産経新聞は10月1日付朝刊で「民進左派 窮余の新党 参院巻き込み構想急浮上」との見出しで記事を掲載した。その中に、民進党出身の枝野幸男氏らの新党構想をめぐり、「新党を作るには、原則国会議員5人以上の参加が必要だが、衆院解散に伴い前衆院議員はカウントできない」との記述があった。政党助成法などには「所属国会議員5人以上」という政党要件がある。だが、政令に、解散で議員でなくなったいわゆる「前職」も算定するとの規定があり、「衆院解散に伴い前衆院議員はカウントできない」という説明は誤りだった。
日本報道検証機構が総務省選挙部政党助成室などに取材し、「前職」も政党要件の国会議員にカウントするとして根拠条文の回答を得た。産経新聞社に指摘したところ、同社は10月5日付朝刊で訂正した。ただ、同日午後9時現在、ニュースサイトの記事は訂正されていない。

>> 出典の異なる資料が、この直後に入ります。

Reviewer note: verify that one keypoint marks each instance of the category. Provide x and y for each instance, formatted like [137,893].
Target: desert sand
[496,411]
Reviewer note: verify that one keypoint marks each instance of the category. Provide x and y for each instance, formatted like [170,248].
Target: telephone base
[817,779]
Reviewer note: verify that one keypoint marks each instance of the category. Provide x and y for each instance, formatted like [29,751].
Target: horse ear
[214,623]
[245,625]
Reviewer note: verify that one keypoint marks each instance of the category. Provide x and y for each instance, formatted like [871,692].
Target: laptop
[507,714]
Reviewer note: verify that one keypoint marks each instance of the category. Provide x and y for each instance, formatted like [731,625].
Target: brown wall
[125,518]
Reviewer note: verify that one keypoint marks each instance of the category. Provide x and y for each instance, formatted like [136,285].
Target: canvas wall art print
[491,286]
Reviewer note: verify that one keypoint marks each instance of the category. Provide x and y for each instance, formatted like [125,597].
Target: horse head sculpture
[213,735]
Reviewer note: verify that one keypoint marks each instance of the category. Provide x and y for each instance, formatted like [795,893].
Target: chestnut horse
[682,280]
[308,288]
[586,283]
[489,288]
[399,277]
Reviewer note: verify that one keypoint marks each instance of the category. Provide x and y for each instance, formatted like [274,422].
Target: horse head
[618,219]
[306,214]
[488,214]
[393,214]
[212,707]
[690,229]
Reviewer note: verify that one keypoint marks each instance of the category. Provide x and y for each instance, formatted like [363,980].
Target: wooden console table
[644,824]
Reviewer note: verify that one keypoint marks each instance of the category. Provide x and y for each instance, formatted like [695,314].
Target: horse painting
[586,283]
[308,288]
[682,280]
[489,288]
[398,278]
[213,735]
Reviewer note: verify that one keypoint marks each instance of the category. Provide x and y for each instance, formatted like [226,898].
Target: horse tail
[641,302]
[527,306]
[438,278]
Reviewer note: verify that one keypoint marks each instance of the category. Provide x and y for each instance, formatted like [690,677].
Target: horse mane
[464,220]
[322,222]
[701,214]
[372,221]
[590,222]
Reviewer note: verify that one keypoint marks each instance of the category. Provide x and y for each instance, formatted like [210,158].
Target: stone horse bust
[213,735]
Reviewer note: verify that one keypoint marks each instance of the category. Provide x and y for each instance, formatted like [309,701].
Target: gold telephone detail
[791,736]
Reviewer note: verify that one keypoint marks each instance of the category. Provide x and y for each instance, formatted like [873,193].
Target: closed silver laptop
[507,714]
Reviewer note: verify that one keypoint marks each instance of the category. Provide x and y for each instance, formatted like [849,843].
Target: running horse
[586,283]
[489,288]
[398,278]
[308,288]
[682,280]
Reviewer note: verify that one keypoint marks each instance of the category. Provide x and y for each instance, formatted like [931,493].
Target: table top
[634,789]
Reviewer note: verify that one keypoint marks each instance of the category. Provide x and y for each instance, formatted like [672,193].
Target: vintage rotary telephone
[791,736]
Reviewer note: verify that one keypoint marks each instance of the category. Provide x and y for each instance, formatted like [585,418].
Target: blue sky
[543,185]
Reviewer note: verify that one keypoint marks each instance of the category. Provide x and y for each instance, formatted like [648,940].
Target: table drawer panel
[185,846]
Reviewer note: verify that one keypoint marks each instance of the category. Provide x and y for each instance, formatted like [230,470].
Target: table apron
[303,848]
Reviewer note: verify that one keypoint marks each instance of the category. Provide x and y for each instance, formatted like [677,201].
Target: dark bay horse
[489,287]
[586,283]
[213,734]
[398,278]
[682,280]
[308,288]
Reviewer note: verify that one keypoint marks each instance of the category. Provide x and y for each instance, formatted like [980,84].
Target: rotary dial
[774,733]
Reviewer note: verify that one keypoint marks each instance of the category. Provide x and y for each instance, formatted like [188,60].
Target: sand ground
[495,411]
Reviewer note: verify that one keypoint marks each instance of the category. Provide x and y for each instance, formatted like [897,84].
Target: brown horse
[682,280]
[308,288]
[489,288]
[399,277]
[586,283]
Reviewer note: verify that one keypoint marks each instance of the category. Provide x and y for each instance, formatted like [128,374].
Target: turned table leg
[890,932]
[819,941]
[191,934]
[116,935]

記事の掲載直後に有田芳生参院議員が誤りを指摘していた。
政党などの届出を義務づけている政治資金規正法は、「所属国会議員が5人以上」もしくは「前回の衆院選などで全国の得票率2%以上」の政治団体を「政党」と定めている。衆議院解散によって衆院議員は失職するが、政党要件の「国会議員」として算定される(同法施行令1条)。そのため、枝野氏らは、10月2日「立憲民主党」を結成後、政党として政治資金規正法上の届出をしたとみられる。
他方、政党助成法も、政党交付金の交付対象となる政党要件を「所属国会議員が5人以上」などと定めているが、解散で議員でなくなった者も「国会議員」に算定される(同法施行令11条)。ただ、「国会議員5人以上」の要件を満たすかどうかは、毎年1月1日、衆議院総選挙翌日、参院選翌日を基準に判断される(法5条、6条)。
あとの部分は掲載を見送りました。